Not every application, but any B2B SaaS targeting mid-market or enterprise customers where security questionnaires are part of the sales process should have it. The implementation cost is low — a hash column and a few lines of application logic — and the trust signal it sends is disproportionately high relative to that effort.

How do we handle the genesis event — the first entry in the chain?

The first event for a tenant uses GENESIS as its prev_hash input. Document this in your verification manifest so auditors know what to expect when they recompute the chain from scratch.

What happens if a background job fails halfway through?

Partial writes can break chain verification. Use a Symfony Messenger failure transport and ensure that retried jobs do not re-emit audit events for work already completed. Idempotency keys on audit events — based on a deterministic identifier for the action — prevent duplicate entries on retry.

Can we use an external service like Datadog or Splunk instead?

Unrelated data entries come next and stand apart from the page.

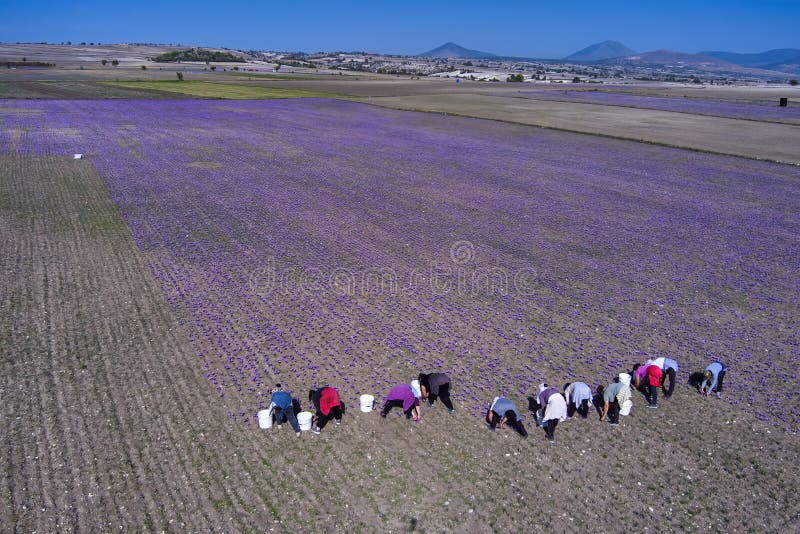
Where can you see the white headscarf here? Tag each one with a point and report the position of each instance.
(415, 388)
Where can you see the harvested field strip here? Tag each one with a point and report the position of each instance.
(224, 91)
(77, 90)
(96, 387)
(110, 423)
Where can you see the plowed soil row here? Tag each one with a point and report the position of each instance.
(109, 423)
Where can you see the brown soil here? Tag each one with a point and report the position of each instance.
(109, 423)
(761, 140)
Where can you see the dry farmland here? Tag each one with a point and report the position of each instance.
(155, 290)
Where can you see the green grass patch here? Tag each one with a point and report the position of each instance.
(224, 91)
(275, 76)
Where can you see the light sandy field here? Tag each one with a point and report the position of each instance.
(777, 142)
(110, 422)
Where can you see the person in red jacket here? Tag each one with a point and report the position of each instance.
(329, 406)
(654, 375)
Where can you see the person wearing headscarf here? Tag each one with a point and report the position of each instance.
(502, 411)
(639, 375)
(670, 368)
(435, 385)
(579, 398)
(403, 396)
(328, 405)
(614, 396)
(553, 408)
(654, 377)
(712, 378)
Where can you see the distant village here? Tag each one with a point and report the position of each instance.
(505, 70)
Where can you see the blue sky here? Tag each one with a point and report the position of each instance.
(528, 28)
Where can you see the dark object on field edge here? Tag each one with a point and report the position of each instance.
(695, 379)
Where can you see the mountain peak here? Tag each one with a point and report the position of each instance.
(599, 51)
(451, 49)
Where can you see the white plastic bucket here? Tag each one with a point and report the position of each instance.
(304, 420)
(264, 419)
(366, 402)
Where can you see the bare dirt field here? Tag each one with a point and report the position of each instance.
(132, 295)
(777, 142)
(111, 423)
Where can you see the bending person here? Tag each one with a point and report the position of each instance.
(436, 385)
(402, 396)
(579, 398)
(654, 377)
(328, 405)
(669, 367)
(502, 411)
(712, 379)
(614, 396)
(283, 409)
(553, 407)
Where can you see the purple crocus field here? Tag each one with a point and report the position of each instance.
(318, 241)
(682, 105)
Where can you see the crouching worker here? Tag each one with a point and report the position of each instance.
(502, 411)
(402, 396)
(553, 408)
(579, 397)
(436, 385)
(328, 405)
(670, 368)
(283, 408)
(614, 396)
(654, 376)
(712, 379)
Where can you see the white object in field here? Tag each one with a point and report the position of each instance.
(304, 420)
(366, 402)
(265, 419)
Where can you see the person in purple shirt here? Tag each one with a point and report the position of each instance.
(402, 396)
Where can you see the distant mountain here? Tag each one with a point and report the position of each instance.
(599, 51)
(672, 58)
(454, 50)
(781, 59)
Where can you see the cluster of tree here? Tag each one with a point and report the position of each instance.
(195, 54)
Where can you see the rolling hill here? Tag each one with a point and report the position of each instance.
(453, 50)
(600, 51)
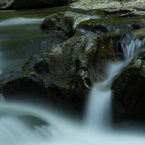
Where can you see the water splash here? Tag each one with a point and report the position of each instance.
(131, 49)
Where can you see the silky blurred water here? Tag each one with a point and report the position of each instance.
(20, 38)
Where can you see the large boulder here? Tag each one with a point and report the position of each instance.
(64, 75)
(64, 21)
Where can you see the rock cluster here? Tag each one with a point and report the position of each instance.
(64, 74)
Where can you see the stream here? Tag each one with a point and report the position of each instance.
(23, 124)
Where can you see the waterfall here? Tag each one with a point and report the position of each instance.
(61, 130)
(131, 49)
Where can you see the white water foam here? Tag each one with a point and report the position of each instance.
(95, 130)
(131, 49)
(20, 21)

External logging services are appropriate for operational logs — errors, performance metrics, debug traces. For compliance audit logs that enterprise buyers will want to export and verify independently, you want a first-party system where you control data residency, retention policy, and export format. Vendor lock-in in your audit trail is a harder conversation than it sounds when a customer asks for 36 months of history in a specific schema.

How do we handle multi-region deployments where events might arrive out of sequence?

Use a logical sequence number per tenant — a monotonically increasing counter — rather than relying on occurred_at timestamps for chain ordering. Timestamps across regions can skew. Sequence numbers from a PostgreSQL sequence or a distributed counter provide deterministic ordering for hash chain computation.